The Dodgers acquired Betts and veteran pitcher David Price for three players. Just one of those three players — right fielder Alex Verdugo — was in Boston’s lineup for the first two game of the series. Another, Connor Wong, is a plus defensive catcher who started Saturday with a .248 batting average. The third, Jeter Downs, was a former top prospect whose standing tumbled so far that he was designated for assignment in December.
The Red Sox have reached the playoffs just once over the last three years and are on the outside of the playoff picture again. The Dodgers, meanwhile, won the World Series in Betts’ first season — the pandemic-shortened 2020 campaign — and haven’t missed the playoffs with him. They’re in first place in the National League West again as Betts puts together his best season since he won American League MVP in 2018, establishing himself as a leading candidate to win the award in the NL.
The franchise’s decision to trade Betts remains a sore spot for observers in Boston. Sports talk radio filled the airwaves with criticism of the move again Friday while local columnists derided the trade.

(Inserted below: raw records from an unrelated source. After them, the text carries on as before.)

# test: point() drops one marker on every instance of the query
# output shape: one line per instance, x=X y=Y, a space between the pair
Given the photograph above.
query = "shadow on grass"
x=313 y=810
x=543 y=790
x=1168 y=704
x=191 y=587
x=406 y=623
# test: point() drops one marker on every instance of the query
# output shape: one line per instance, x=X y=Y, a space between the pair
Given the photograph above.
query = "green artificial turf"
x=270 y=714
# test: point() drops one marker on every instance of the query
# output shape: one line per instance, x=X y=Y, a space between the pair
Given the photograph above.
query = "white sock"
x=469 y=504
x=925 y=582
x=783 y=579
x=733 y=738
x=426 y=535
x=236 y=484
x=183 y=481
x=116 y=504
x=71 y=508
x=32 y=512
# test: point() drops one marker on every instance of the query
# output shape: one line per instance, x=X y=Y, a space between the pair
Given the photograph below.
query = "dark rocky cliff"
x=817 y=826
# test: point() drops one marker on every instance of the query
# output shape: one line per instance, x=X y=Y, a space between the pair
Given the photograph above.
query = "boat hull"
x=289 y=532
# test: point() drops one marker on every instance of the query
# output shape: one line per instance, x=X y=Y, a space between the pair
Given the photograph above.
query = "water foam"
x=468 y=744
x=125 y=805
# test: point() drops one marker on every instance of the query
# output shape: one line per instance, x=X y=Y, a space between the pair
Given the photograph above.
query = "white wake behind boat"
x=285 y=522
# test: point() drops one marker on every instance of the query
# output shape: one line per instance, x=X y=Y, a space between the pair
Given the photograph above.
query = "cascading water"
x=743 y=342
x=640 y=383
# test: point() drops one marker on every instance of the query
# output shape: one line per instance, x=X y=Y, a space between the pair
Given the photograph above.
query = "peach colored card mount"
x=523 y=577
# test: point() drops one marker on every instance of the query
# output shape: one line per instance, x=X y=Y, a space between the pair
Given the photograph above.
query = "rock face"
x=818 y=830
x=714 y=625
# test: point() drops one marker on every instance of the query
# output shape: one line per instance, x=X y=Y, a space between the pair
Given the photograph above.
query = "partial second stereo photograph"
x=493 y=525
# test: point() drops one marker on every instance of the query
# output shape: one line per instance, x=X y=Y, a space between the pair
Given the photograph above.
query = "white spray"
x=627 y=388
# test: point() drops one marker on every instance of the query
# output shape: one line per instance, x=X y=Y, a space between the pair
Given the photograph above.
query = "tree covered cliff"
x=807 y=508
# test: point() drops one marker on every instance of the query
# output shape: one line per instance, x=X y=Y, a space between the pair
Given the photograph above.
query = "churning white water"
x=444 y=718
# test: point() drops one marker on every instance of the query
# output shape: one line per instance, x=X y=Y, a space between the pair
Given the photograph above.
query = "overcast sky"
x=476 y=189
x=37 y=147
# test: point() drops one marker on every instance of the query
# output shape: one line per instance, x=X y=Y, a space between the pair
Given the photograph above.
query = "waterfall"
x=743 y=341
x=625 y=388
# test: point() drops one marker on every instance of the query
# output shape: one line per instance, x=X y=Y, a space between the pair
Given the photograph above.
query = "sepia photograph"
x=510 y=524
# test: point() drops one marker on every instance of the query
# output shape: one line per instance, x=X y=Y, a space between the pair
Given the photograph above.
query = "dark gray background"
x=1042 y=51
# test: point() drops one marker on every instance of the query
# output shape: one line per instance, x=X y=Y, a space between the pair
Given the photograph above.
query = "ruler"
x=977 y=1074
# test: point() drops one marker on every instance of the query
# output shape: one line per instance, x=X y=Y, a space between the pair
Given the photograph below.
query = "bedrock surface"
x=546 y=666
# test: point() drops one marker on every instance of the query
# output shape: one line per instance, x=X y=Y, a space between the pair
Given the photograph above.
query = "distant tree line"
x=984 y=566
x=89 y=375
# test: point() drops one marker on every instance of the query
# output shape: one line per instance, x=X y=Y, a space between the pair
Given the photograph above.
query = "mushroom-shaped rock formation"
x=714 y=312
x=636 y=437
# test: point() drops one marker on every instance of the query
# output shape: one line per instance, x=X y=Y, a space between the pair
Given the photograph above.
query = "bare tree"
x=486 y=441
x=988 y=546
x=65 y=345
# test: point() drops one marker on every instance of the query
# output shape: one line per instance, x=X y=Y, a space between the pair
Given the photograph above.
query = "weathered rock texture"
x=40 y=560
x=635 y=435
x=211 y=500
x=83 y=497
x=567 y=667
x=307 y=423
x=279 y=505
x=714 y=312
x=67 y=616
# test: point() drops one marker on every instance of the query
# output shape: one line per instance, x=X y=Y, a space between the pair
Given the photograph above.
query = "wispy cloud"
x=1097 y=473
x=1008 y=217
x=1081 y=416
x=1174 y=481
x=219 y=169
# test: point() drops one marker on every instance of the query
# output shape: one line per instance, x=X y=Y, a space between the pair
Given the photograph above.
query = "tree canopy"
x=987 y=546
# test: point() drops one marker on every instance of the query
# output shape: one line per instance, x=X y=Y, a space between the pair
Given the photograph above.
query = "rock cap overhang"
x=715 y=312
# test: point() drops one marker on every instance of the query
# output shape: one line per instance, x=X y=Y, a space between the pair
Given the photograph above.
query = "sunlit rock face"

“We shouldn’t have traded him,” said a Fenway Park employee who asked to remain nameless. “I think that’s the general consensus.”
Signs welcoming Betts dotted the crowd Friday night. Vintage Betts Red Sox jerseys were common. Tim Schur, a lifelong 37-year-old fan, wore one of them.
“I think I speak for everyone: We all love Mookie and we wish the Red Sox never traded him,” Schur said. “And I don’t understand why they did.”
Schur said it was just the second Red Sox game he’s attended this season. He said he’s instead allocated more attention to the Bruins, the city’s hockey team, since the trade. He went to the ballpark Friday specifically to watch Betts’ return.
“I’m definitely less of a fan now,” Schur said of the Red Sox. “In my view, he’s an all-time talent. You don’t trade a guy like that. The Red Sox underestimate how much a superstar player draws people to the park. And I think everybody in Boston was pissed.”
Matt DeStefano, 51, is a self-described diehard Red Sox fan. He has been around long enough to remember Carlton Fisk and Fred Lynn moving on to different teams. But the Betts trade was nearly the beginning of the end of his fandom.
For the first time since leaving the Dodgers in free agency this past offseason, Justin Turner squared off against the club with whom he spent the past nine years.
After seeing All-Star shortstop Xander Bogaerts leave the Red Sox in free agency last winter, he said he would’ve stopped supporting the club if they didn’t keep Devers, their All-Star third baseman, around long-term. Boston then signed Devers to an 11-year, $331-million contract extension.
“Ownership realized we gotta sign one guy,” DeStefano said. “But we’re still upset at ownership for letting the best player of a generation go. We’ll never get over it.”
Betts said he got over it. That doesn’t mean Friday’s return was just another workday. Memories flooded his mind when he walked into Fenway. His first game here in 2014. Robbing a home run in right field to save Rich Hill’s complete game shutout in 2015. Winning the World Series in 2018.
“But I think most of it is the people,” Betts said. “The people are what I remember the most.”
Betts then offered those people an apropos display of his unique skill set on Friday and Saturday, an incisive reminder of what the Red Sox gave away. People around here haven’t forgotten.